# Another Bank Account Question



## JapanAmerica

I have tried to figure this out by reading through prior posts and threads, but I am still confused. My husband is Japanese and I am American. We will be buying a house in France, probably jointly with unequal interests reflecting our respective contributions. I am going to get tax advice before we finalize anything, but I think this will be the best way - his portion would be subject to Japanese taxes and mine would be subject to US taxes (as well as French taxes, of course). At what point do we need a bank account in France? It seems that we can probably pay the down payment from our accounts in Japan, but I understand we will need a French account for the closing? I wonder if we can use a joint account so long as we document our respective contributions to the purchase price. I think he will have an easier time opening an account because he is Japanese and does not have to deal with the FATCA issues, etc Perhaps we could even start with one account under his name. But if we need to have a joint account or if I need my own account, we may run into the FATCA/banks don't want to open accounts for Americans problem. (I am paranoid about this since Citibank forced me to give up my last account in the States for the same reason. Now I have only a Fidelity brokerage account in the US and a couple of accounts in Japan, as well as a Wise account.) We will probably close on the house before we actually move to France, so it won't be possible to visit local banks for purposes of opening the account. Any recent wisdom on these issues would be very welcome.


----------



## Bevdeforges

OK - a couple of clarifications here. Generally speaking, when a married couple buys a house in France, they don't really get to decide the split on the ownership. It's based on the marital "regime" they are deemed to have, based on when and where their marriage took place (or if they have formally filed to change their regime since arriving in France). Without getting into all the details, most foreigners wind up being considered to be under some variation of "community property" - which means that all big purchases (like that of a residence) are considered to be the joint property of the couple, no matter who paid the down payment or is making the mortgage payments. The marital regime comes into play here in France when (and if) the couple divorces, or at the death of one or both of the partners because it's the regime that determines how the property is split and in the case of a death, who gets what.
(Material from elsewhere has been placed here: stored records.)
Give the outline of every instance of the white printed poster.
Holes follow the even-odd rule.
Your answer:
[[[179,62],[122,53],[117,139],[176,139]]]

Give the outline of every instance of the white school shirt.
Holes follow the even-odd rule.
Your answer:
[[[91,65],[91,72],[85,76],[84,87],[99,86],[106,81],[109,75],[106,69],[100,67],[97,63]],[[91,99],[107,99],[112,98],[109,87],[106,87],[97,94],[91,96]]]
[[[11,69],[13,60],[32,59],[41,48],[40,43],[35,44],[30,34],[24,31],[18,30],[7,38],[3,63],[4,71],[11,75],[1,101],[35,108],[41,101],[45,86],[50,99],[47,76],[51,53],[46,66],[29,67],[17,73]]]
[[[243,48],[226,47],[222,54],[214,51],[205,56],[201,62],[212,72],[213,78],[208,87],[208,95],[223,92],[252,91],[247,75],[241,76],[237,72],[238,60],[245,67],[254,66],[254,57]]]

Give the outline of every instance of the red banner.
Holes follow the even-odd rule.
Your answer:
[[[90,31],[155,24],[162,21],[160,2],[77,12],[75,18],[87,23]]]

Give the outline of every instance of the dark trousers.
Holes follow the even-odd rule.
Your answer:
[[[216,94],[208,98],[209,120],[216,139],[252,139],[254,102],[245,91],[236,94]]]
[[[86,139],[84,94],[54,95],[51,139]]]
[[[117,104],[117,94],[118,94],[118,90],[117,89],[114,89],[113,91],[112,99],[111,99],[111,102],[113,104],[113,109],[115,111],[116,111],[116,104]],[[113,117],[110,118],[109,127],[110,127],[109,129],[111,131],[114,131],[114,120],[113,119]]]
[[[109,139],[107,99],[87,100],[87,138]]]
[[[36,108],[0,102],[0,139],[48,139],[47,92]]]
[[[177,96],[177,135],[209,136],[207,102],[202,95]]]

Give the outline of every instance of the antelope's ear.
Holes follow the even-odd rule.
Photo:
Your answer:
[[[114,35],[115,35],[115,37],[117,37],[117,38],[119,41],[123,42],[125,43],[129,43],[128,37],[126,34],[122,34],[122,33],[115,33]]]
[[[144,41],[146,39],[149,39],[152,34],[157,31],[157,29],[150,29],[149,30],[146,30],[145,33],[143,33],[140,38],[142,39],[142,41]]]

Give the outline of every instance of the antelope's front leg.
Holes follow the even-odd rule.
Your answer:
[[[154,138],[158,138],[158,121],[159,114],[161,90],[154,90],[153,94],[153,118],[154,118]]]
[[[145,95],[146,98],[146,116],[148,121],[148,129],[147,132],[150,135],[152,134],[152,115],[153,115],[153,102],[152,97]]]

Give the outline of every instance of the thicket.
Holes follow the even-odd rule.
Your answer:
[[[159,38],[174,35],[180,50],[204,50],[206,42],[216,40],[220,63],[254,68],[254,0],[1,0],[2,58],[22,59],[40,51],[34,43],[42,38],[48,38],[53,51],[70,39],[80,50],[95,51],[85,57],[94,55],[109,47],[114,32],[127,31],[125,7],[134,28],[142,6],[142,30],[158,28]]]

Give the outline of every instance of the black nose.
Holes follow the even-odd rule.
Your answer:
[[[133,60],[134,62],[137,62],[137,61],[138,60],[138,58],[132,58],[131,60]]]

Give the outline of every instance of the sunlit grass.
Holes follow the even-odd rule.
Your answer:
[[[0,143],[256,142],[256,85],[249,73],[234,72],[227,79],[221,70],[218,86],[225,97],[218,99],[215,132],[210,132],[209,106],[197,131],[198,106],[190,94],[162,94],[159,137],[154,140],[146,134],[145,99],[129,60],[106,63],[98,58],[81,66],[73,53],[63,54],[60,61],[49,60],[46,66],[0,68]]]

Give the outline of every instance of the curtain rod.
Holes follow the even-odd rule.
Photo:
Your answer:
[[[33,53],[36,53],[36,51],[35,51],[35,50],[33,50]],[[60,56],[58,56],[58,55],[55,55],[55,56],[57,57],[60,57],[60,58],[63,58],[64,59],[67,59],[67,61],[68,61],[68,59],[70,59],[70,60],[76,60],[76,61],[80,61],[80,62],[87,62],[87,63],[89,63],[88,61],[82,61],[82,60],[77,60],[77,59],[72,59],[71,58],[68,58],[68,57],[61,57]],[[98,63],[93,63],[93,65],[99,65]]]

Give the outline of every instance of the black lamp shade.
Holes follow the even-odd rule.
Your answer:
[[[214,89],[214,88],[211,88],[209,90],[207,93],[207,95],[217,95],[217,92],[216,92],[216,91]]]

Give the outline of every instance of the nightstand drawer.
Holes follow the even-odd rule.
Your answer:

As far as closing on a house before you move to France, you need to consider how you're going to be financing the deal. Many foreign (i.e. non-French) banks won't write a mortgage on "foreign" (to the bank) property. And the "usual" mortgage source of first resort here in France is generally your own bank - so difficult to come by until you are officially resident here with a documented source of income (job, pension, whatever). It's generally a good idea to plan on renting a place in France for the first year or two until you learn the area and the "peculiarities" of purchasing property here in France. (Besides, once you've found a place and had your offer accepted, you have to count on at least 3 months - often more - before the transaction closes.) You definitely will need a French bank account to rent a place - and while you're renting, house hunting and learning how things work in France, you'll be building a "relationship" with your bank (or banks) which always helps when it comes time to be looking for a mortgage.


----------